简体   繁体   English

字幕/字幕与 Microsoft Azure Python 中的语音到文本

[英]Subtitles/captions with Microsoft Azure Speech-to-text in Python

I've been trying to figure out how to make subtitles with Microsoft Azure Speech Recognition service in Python, but can't figure it out.我一直试图弄清楚如何使用 Python 中的 Microsoft Azure 语音识别服务制作字幕,但无法弄清楚。 I've followed the tips someone else has answered here on getting the individual words, but even formatting those to.srt or.vtt seems convoluted.我已经按照其他人在此处回答的有关获取单个单词的提示进行了操作,但即使将它们格式化为 .srt 或 .vtt 似乎也很复杂。 Here's the code:这是代码:

import azure.cognitiveservices.speech as speechsdk


def speech_recognize_continuous_from_file():
    """performs continuous speech recognition with input from an audio file"""
    # <SpeechContinuousRecognitionWithFile>
    speech_key, service_region = "{api-key}", "{serive-region}"
    speech_config = speechsdk.SpeechConfig(subscription=speech_key, region=service_region)
    
    audio_filename = "{for example: video.wav}"
    audio_config = speechsdk.audio.AudioConfig(filename=audio_filename)
    
    speech_config.speech_recognition_language="en-US"
    speech_config.request_word_level_timestamps()

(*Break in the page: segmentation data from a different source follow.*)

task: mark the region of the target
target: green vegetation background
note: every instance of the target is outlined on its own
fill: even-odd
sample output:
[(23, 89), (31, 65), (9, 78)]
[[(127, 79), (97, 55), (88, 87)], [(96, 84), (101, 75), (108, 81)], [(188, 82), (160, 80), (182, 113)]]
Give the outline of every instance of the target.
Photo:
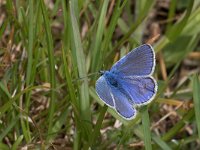
[[(0, 149), (199, 149), (200, 1), (162, 2), (0, 1)], [(123, 120), (88, 75), (155, 37), (158, 94)]]

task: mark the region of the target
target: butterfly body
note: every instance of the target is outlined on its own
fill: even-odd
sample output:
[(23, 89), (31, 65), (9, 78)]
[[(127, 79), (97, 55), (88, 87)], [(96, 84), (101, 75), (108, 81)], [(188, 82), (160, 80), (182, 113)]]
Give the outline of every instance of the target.
[(157, 83), (151, 76), (155, 68), (153, 48), (144, 44), (121, 58), (96, 82), (98, 96), (123, 118), (136, 116), (136, 105), (151, 102)]

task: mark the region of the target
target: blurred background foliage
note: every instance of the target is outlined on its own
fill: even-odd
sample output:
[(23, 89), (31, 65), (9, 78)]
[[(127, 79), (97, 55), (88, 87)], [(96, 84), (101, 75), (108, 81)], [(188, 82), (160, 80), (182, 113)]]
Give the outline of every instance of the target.
[[(0, 149), (200, 149), (199, 0), (0, 0)], [(150, 43), (159, 90), (136, 119), (99, 70)]]

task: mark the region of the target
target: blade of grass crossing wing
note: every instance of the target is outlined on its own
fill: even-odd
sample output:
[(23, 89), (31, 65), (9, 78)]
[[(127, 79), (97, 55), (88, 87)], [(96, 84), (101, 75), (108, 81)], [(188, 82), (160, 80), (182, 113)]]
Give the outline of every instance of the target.
[(193, 101), (195, 109), (195, 118), (197, 123), (197, 131), (200, 139), (200, 80), (197, 74), (193, 76)]

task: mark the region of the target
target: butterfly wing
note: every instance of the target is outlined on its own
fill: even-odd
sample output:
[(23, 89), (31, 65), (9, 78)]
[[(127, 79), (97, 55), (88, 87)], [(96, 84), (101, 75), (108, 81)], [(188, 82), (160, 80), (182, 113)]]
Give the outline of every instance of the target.
[(111, 68), (111, 72), (122, 76), (148, 76), (155, 68), (155, 53), (153, 48), (144, 44), (122, 57)]
[(96, 82), (96, 92), (104, 103), (110, 107), (114, 107), (111, 90), (104, 76), (101, 76)]
[(128, 97), (119, 89), (112, 87), (112, 94), (115, 103), (115, 109), (119, 115), (127, 120), (131, 120), (136, 116), (136, 110), (129, 102)]
[(122, 78), (118, 81), (131, 103), (144, 105), (153, 100), (157, 92), (157, 83), (153, 77)]
[(123, 118), (130, 120), (136, 116), (136, 110), (132, 107), (126, 95), (120, 89), (109, 84), (106, 76), (101, 76), (96, 82), (96, 92), (103, 102), (114, 108)]

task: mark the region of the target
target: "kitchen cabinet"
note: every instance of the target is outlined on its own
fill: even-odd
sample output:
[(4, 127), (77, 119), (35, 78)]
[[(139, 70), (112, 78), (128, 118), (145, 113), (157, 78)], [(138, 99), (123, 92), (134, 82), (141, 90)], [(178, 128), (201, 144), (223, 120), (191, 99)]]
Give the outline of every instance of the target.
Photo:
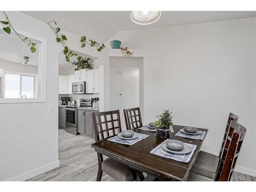
[(67, 94), (68, 93), (68, 76), (59, 75), (59, 94)]
[(83, 69), (75, 71), (75, 81), (86, 81), (86, 72), (92, 70), (90, 69)]
[(92, 111), (80, 110), (78, 110), (77, 132), (83, 135), (93, 136), (92, 126)]
[(94, 70), (86, 72), (87, 93), (99, 93), (98, 70)]
[(59, 107), (59, 126), (60, 128), (66, 128), (66, 109)]
[(72, 94), (72, 82), (75, 82), (75, 74), (68, 76), (68, 94)]

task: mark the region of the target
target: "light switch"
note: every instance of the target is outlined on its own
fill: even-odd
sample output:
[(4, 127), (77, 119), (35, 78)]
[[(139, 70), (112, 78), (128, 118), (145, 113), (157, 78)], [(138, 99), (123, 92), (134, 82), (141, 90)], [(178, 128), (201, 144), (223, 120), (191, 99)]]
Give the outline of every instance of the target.
[(53, 113), (53, 106), (49, 106), (49, 113)]

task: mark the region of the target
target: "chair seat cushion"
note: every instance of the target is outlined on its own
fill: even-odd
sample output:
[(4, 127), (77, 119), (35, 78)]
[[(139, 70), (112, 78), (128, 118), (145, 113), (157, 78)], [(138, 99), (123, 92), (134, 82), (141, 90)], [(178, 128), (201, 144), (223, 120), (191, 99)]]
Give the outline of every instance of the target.
[(187, 180), (187, 181), (214, 181), (212, 179), (204, 177), (200, 175), (190, 172)]
[(133, 174), (129, 167), (114, 159), (108, 158), (101, 163), (102, 170), (116, 181), (132, 181)]
[(216, 155), (200, 151), (192, 167), (191, 172), (196, 174), (215, 179), (219, 159), (219, 157)]

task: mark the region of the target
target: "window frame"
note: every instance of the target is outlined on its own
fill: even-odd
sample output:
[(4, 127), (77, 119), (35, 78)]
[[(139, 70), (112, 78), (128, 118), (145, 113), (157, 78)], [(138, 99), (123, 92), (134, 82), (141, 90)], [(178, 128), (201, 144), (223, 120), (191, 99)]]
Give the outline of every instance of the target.
[[(23, 76), (25, 76), (25, 77), (33, 77), (33, 99), (36, 98), (35, 96), (36, 95), (36, 78), (37, 78), (37, 74), (31, 74), (31, 73), (18, 73), (18, 72), (11, 72), (11, 71), (5, 71), (5, 72), (4, 73), (4, 76), (5, 77), (5, 80), (4, 80), (4, 83), (5, 84), (3, 85), (3, 88), (4, 88), (4, 90), (3, 93), (5, 95), (5, 93), (6, 92), (6, 89), (5, 89), (5, 75), (6, 74), (10, 74), (10, 75), (19, 75), (19, 98), (6, 98), (5, 99), (19, 99), (22, 98), (22, 77)], [(23, 99), (23, 98), (22, 98)], [(26, 98), (26, 99), (31, 99), (29, 98)]]
[[(0, 30), (2, 30), (0, 29)], [(1, 103), (39, 103), (47, 102), (47, 80), (46, 80), (46, 69), (47, 69), (47, 39), (45, 37), (38, 36), (34, 34), (28, 33), (25, 31), (15, 29), (16, 31), (23, 34), (24, 35), (29, 37), (29, 38), (36, 39), (41, 41), (41, 47), (37, 48), (36, 51), (38, 52), (40, 56), (38, 56), (38, 61), (40, 61), (40, 65), (38, 65), (38, 74), (37, 77), (40, 77), (40, 84), (39, 88), (40, 90), (38, 90), (40, 92), (40, 97), (39, 98), (0, 98), (0, 104)], [(13, 32), (11, 32), (11, 34), (14, 34)], [(40, 59), (40, 60), (39, 60)], [(39, 63), (39, 62), (38, 62)], [(6, 71), (4, 71), (4, 73)], [(4, 87), (3, 85), (3, 87)], [(4, 88), (3, 88), (3, 91)]]

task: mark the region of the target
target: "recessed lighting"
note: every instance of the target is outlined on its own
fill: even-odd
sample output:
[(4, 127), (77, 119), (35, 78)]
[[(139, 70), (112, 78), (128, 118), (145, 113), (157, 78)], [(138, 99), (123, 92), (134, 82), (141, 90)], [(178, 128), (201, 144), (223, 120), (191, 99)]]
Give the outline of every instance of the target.
[(161, 16), (160, 11), (133, 11), (131, 19), (139, 25), (149, 25), (156, 22)]

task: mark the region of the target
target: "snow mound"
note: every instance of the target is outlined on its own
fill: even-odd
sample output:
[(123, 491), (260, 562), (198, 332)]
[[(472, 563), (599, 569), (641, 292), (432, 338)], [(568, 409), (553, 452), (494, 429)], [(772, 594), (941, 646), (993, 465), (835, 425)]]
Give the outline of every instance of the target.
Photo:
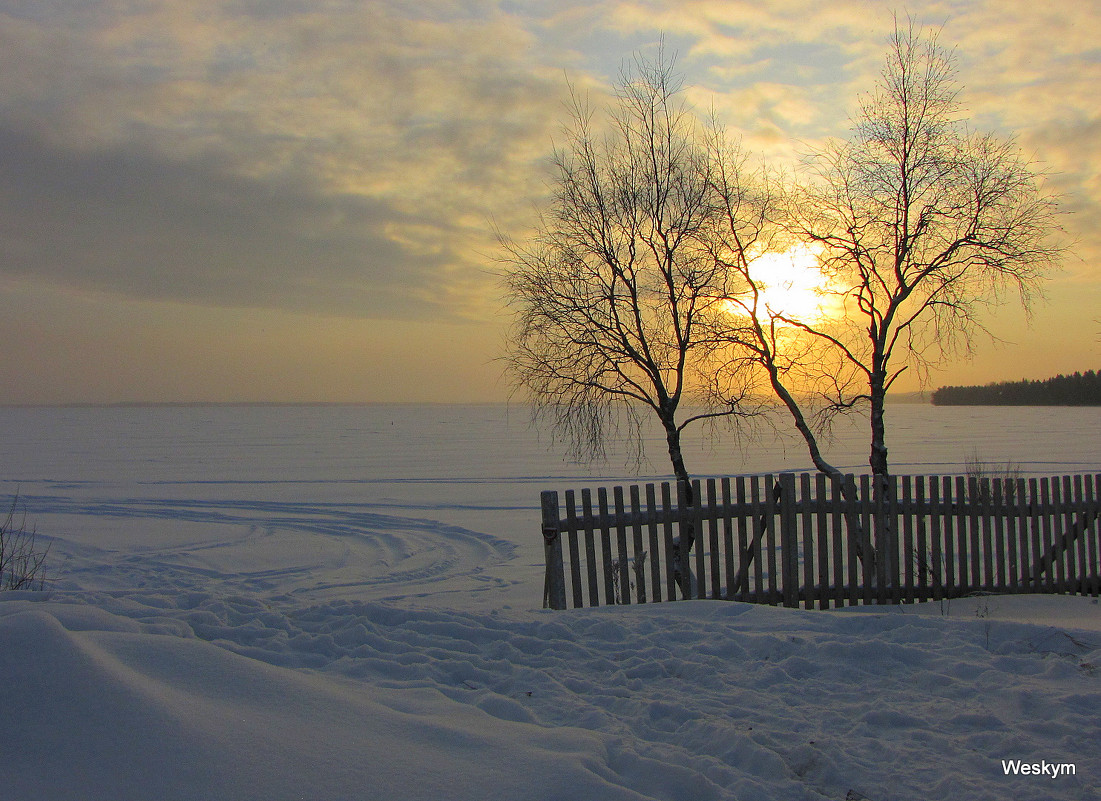
[(1065, 629), (999, 599), (953, 619), (41, 597), (0, 601), (13, 798), (1078, 800), (1101, 776), (1089, 599), (1033, 602)]

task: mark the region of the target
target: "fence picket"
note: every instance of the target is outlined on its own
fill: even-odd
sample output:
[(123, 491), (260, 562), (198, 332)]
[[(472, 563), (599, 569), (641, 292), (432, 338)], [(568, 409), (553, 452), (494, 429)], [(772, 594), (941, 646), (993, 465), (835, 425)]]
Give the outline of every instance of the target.
[[(597, 487), (596, 511), (589, 489), (567, 490), (562, 503), (541, 493), (545, 605), (710, 597), (829, 608), (977, 591), (1101, 594), (1101, 474), (861, 475), (858, 486), (851, 475), (783, 473), (677, 493), (673, 505), (669, 482)], [(694, 552), (680, 562), (689, 533)]]
[(577, 531), (580, 526), (577, 523), (577, 507), (574, 504), (574, 491), (566, 491), (566, 542), (569, 546), (569, 579), (574, 590), (574, 608), (585, 605), (581, 599), (581, 560), (577, 548)]
[[(745, 508), (745, 476), (739, 475), (734, 480), (734, 496), (738, 500), (738, 506), (740, 508)], [(749, 527), (753, 523), (753, 512), (752, 509), (749, 514), (743, 514), (738, 516), (738, 575), (734, 581), (738, 582), (738, 586), (734, 590), (734, 597), (739, 601), (745, 600), (750, 594), (750, 560), (752, 556), (750, 553), (750, 538), (749, 538)]]
[(707, 480), (707, 520), (708, 542), (710, 544), (711, 597), (720, 597), (722, 577), (719, 573), (719, 513), (716, 506), (715, 479)]
[(654, 601), (662, 600), (662, 551), (657, 535), (657, 498), (654, 485), (646, 484), (646, 533), (650, 536), (650, 585), (654, 591)]
[(722, 544), (726, 548), (727, 592), (722, 597), (733, 597), (734, 592), (734, 520), (733, 511), (730, 508), (730, 479), (722, 480)]
[(608, 514), (608, 489), (597, 487), (597, 508), (600, 513), (600, 556), (603, 559), (601, 567), (604, 573), (604, 603), (615, 605), (615, 584), (612, 567), (612, 536), (609, 528), (610, 515)]
[(1091, 522), (1094, 534), (1086, 539), (1086, 558), (1089, 568), (1086, 571), (1089, 593), (1093, 597), (1101, 595), (1101, 475), (1084, 476), (1086, 519)]
[(634, 572), (635, 600), (646, 603), (646, 548), (642, 544), (642, 504), (639, 502), (639, 485), (631, 484), (631, 539), (634, 545), (634, 564), (631, 570)]
[(589, 606), (600, 605), (600, 590), (597, 584), (597, 549), (592, 536), (592, 491), (581, 490), (581, 519), (585, 520), (586, 578), (589, 580)]

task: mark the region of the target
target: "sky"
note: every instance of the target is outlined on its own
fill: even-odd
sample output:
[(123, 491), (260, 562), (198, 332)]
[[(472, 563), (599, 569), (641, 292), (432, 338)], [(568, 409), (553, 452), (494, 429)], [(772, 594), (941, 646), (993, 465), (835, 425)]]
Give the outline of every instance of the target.
[(894, 10), (1072, 245), (931, 386), (1101, 366), (1098, 0), (0, 0), (0, 403), (504, 399), (493, 229), (531, 230), (568, 85), (664, 36), (791, 165), (846, 135)]

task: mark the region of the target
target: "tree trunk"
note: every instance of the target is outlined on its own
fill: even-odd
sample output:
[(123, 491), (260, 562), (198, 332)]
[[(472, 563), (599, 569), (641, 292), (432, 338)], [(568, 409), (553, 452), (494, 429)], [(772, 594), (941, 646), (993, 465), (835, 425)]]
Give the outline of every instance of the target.
[[(691, 476), (685, 467), (684, 453), (680, 450), (680, 429), (677, 428), (676, 420), (662, 418), (665, 426), (665, 441), (669, 449), (669, 461), (673, 463), (673, 474), (677, 482), (684, 485), (684, 502), (688, 507), (696, 503), (695, 493), (691, 486)], [(680, 537), (674, 542), (674, 573), (677, 585), (680, 588), (680, 596), (691, 597), (691, 564), (688, 555), (696, 542), (696, 531), (691, 522), (680, 526)]]
[(889, 474), (886, 424), (883, 420), (883, 404), (886, 396), (886, 389), (883, 387), (883, 375), (882, 370), (873, 371), (870, 386), (872, 451), (869, 456), (869, 464), (872, 468), (872, 475), (880, 480)]

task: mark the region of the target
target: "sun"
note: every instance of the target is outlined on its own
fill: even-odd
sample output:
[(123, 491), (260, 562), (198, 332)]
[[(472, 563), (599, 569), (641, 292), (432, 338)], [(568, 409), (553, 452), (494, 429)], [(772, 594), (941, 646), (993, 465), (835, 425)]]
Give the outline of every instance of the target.
[(749, 264), (761, 287), (761, 301), (774, 315), (813, 322), (826, 317), (828, 281), (818, 270), (818, 253), (795, 244), (781, 253), (762, 253)]

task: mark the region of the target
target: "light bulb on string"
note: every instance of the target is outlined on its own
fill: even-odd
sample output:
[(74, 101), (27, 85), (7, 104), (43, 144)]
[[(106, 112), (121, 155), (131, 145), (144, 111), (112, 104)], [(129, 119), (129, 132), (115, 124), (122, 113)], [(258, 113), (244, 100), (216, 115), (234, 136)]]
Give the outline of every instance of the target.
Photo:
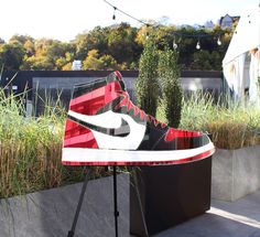
[(177, 50), (177, 44), (176, 44), (175, 40), (173, 41), (173, 50)]
[(113, 7), (113, 14), (112, 14), (112, 20), (116, 20), (116, 11), (117, 11), (117, 8)]
[(221, 44), (223, 44), (223, 42), (220, 41), (220, 37), (218, 37), (218, 39), (217, 39), (217, 45), (220, 46)]
[(199, 43), (199, 41), (197, 42), (196, 49), (197, 49), (197, 50), (201, 50), (201, 43)]

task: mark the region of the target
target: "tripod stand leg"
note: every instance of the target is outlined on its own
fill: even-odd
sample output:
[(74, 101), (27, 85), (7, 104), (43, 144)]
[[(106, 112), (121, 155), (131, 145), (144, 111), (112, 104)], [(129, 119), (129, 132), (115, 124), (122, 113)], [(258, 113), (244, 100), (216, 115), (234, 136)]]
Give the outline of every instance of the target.
[(112, 176), (113, 176), (113, 215), (115, 215), (115, 230), (116, 237), (118, 237), (118, 195), (117, 195), (117, 166), (115, 165), (112, 169)]
[(73, 219), (72, 229), (68, 231), (67, 237), (74, 237), (76, 225), (77, 225), (77, 219), (78, 219), (78, 216), (79, 216), (79, 212), (82, 209), (83, 200), (84, 200), (85, 192), (86, 192), (86, 188), (87, 188), (88, 180), (90, 177), (90, 173), (91, 173), (91, 169), (88, 170), (88, 172), (85, 176), (83, 187), (82, 187), (82, 192), (80, 192), (80, 196), (79, 196), (78, 204), (77, 204), (77, 209), (76, 209), (76, 213), (75, 213), (75, 216), (74, 216), (74, 219)]

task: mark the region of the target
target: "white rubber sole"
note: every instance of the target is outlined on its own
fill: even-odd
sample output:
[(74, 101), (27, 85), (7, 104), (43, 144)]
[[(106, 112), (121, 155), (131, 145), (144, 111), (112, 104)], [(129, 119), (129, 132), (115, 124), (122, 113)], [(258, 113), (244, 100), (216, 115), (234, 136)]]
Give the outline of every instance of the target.
[(66, 165), (156, 165), (194, 162), (215, 152), (212, 142), (206, 146), (171, 151), (132, 151), (87, 148), (63, 148), (62, 162)]

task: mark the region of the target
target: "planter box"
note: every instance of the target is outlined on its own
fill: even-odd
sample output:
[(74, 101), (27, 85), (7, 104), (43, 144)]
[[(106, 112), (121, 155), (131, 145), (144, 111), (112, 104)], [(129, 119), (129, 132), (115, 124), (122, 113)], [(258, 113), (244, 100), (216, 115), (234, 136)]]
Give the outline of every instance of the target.
[(130, 177), (130, 233), (136, 236), (148, 237), (210, 208), (212, 158), (140, 166), (134, 172)]
[(260, 188), (260, 146), (216, 151), (213, 155), (213, 198), (236, 201), (258, 188)]

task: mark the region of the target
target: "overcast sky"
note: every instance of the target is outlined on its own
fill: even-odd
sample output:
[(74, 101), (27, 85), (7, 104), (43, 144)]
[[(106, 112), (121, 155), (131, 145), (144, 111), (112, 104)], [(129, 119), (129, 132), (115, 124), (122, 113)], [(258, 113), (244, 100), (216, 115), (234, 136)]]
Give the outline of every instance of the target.
[[(169, 18), (171, 24), (216, 23), (226, 13), (240, 15), (258, 8), (260, 0), (108, 0), (112, 6), (141, 20)], [(0, 37), (8, 41), (14, 34), (34, 39), (73, 40), (97, 25), (120, 22), (140, 23), (116, 12), (104, 0), (1, 0)]]

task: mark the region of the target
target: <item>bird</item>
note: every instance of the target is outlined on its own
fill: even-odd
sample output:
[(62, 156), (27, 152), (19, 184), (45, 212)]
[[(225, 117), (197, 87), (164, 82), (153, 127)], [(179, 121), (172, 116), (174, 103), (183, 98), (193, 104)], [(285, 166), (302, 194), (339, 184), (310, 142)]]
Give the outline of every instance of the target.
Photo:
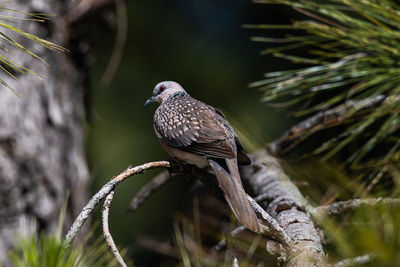
[(260, 222), (243, 188), (238, 164), (251, 164), (239, 138), (219, 110), (191, 97), (174, 81), (163, 81), (153, 89), (152, 102), (160, 105), (153, 129), (161, 146), (172, 157), (214, 171), (224, 197), (247, 229), (259, 233)]

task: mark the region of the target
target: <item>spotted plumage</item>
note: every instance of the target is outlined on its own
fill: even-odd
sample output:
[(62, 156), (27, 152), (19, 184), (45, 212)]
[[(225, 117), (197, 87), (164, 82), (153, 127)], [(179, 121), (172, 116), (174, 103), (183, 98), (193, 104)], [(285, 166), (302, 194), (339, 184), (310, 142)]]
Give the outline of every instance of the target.
[(249, 164), (239, 139), (223, 114), (192, 98), (178, 83), (161, 82), (146, 104), (157, 101), (153, 128), (172, 156), (200, 168), (211, 166), (238, 220), (252, 231), (260, 225), (243, 189), (239, 164)]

    speech_config.enable_dictation()
    speech_config.output_format = speechsdk.OutputFormat(1)
    
    speech_recognizer = speechsdk.SpeechRecognizer(speech_config=speech_config, audio_config=audio_config)

    done = False
    
    results = []
    
    transcript = []
    words = []
    
    def handle_final_result(evt):
        import json
        results = json.loads(evt.result.json)
        transcript.append(results['DisplayText'])
    confidence_list_temp = [item.get('Confidence') for item in results['NBest']]
    max_confidence_index = confidence_list_temp.index(max(confidence_list_temp))
        words.extend(results['NBest'][max_confidence_index]['Words'])
    def stop_cb(evt):
        """callback that stops continuous recognition upon receiving an event `evt`"""
        print('CLOSING on {}'.format(evt))
        speech_recognizer.stop_continuous_recognition()
        nonlocal done
        done = True
        print("Transcript display list:\n")
        print(transcript)
        print("\nWords\n")
        print(words)
        print("\n")


    speech_recognizer.recognized.connect(handle_final_result)
    # Connect callbacks to the events fired by the speech recognizer
    speech_recognizer.recognizing.connect(lambda evt: format(evt))
    speech_recognizer.recognized.connect(lambda evt: format(evt))
    speech_recognizer.session_started.connect(lambda evt: format(evt))
    speech_recognizer.session_stopped.connect(lambda evt: format(evt))
    speech_recognizer.canceled.connect(lambda evt: format(evt))
    # stop continuous recognition on either session stopped or canceled events
    speech_recognizer.session_stopped.connect(stop_cb)
    speech_recognizer.canceled.connect(stop_cb)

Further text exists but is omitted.